Real-Life Examples and Applications of Negative Numbers

As we now understood the history of how negative numbers arise and its commonality in today’s date, let us now view the real-life applications and situations where one can find the use of minus-valued integers.

  • When scientists measure the temperature of the water and some chemical compound, then the mixture is said to be cold, if the thermometer (or any other measuring device) gives a negative value. 

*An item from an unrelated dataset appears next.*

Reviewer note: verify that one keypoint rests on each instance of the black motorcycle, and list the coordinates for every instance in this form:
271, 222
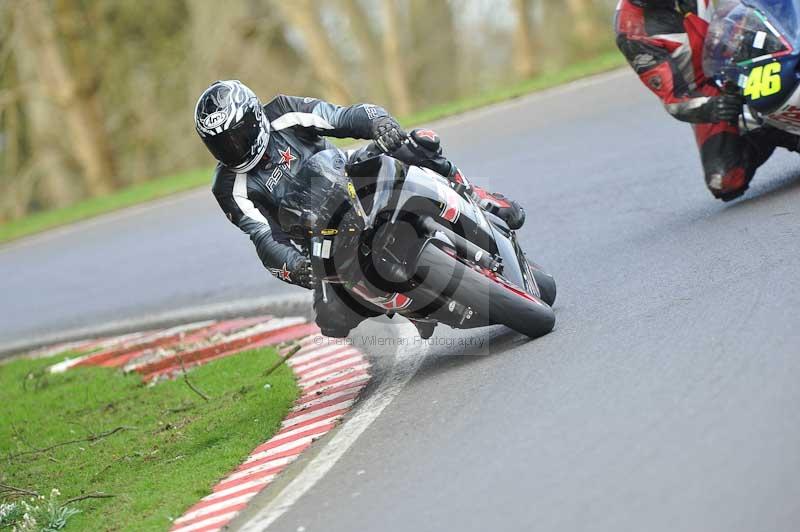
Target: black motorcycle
393, 238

  • Your Lithium Polymer (LiPo) battery is reverse charging and 1 particular string is discharged earlier before the other (s). So, you might prefer that your battery’s voltage rate might be -4V.

  • When the selling price (SP) of 3 combs is Rs. 30 but you have Rs. 28, then Rs. - 2 represents balance value. 

  • −67.8 °C (−90.0 °F) is the record temperature of Verkhoyansk and Oymyako of the country Russia. Here, even countries and many cities of the world are represented using negative numbers for freezing climates and positive numbers for hot summer weather.

  • During banking or when involved in any other financial procedures, minus sign denotes debit value and the positive sign represents a credit value. So, next time, if the balance check sheet for your debit card states Rs. - 145, then you have a loan amount of 145 rupees to be debated in the bank. 

  • If your stock market value, expresses a number lesser than 0 (possible at rare cases), then it is understood that you have to pay for this declining value, to continue and authenticate your membership/ownership in the industry.


Negative numbers are integers that have a minus sign and usually denotes absence, low value or decrease in some quality or quantity. How negative numbers arise during the 7th century was recorded history. The first case of negative numbers was observed in the literature “Nine Chapters on the Mathematical Art”.  It was not even considered true for the existence of negative numbers in ancient times. Indians started using negative-valued integers in the 7th century. But today, sources such as medicine, finance, business, mathematics, research and development, psychology, statistics, share market, etc. use negative numbers for better judgement, evaluation, correctness, and accuracy. Negative numbers are the opposite of positive numbers (+) and are marked on the left side of a number line.

FAQ (Frequently Asked Questions)

1. What Is The Relationship Between Positive And Negative Numbers?

Both positive and negative numbers are considered as real numbers. Yet, the negative integers are said to be an additive inverse for positive numbers. Which means when 2 same numbers but with different signs are added the result is a 0. Take the example of 2. When - 2 sums up with to + 2, we get  [- 2] + [+ 2] = 0. 

2. Can A Negative Sign Be Used For A Prime Number?

Yes. Not only a prime number but even other integer forms such as a fraction, decimal, irrational digit, etc. can also have negative signs. Any type of integer lesser than 0, regardless of its units and type can have a negative sign before the number.

3. What Does Negative Value Represent Concerning Sea Levels?

Concerning sea levels, a negative value is the exact opposite of positive numbers and so, if the sea level is noted to be a minus sign value, then it represents depth or level of shallowness in the waterbed.

4. In What Topics Or Fields Are Negative Numbers Used Inside The Domain Of Science?

In the context of science, the fields or topics that use negative numbers are temperature bars, latitude charts, topographic studies, electrical and electronic circuits and boards, the impedance of TEM and other waveforms, molecules and ions, and more.

5. Give Reasons On How Negative Numbers Affect Or Impact The 4 Mathematical Operations.

When 2 negative numbers are added, the result is a bigger negative number. When 2 negative-signed integers are subtracted, the numbers are to be added, but whether the result is positive or negative depends on the sign of both the numbers. The multiplication of 2 negative numbers is a positive one but the product of 1 positive and 1 negative number is negative. Division and multiplication follow the same rule.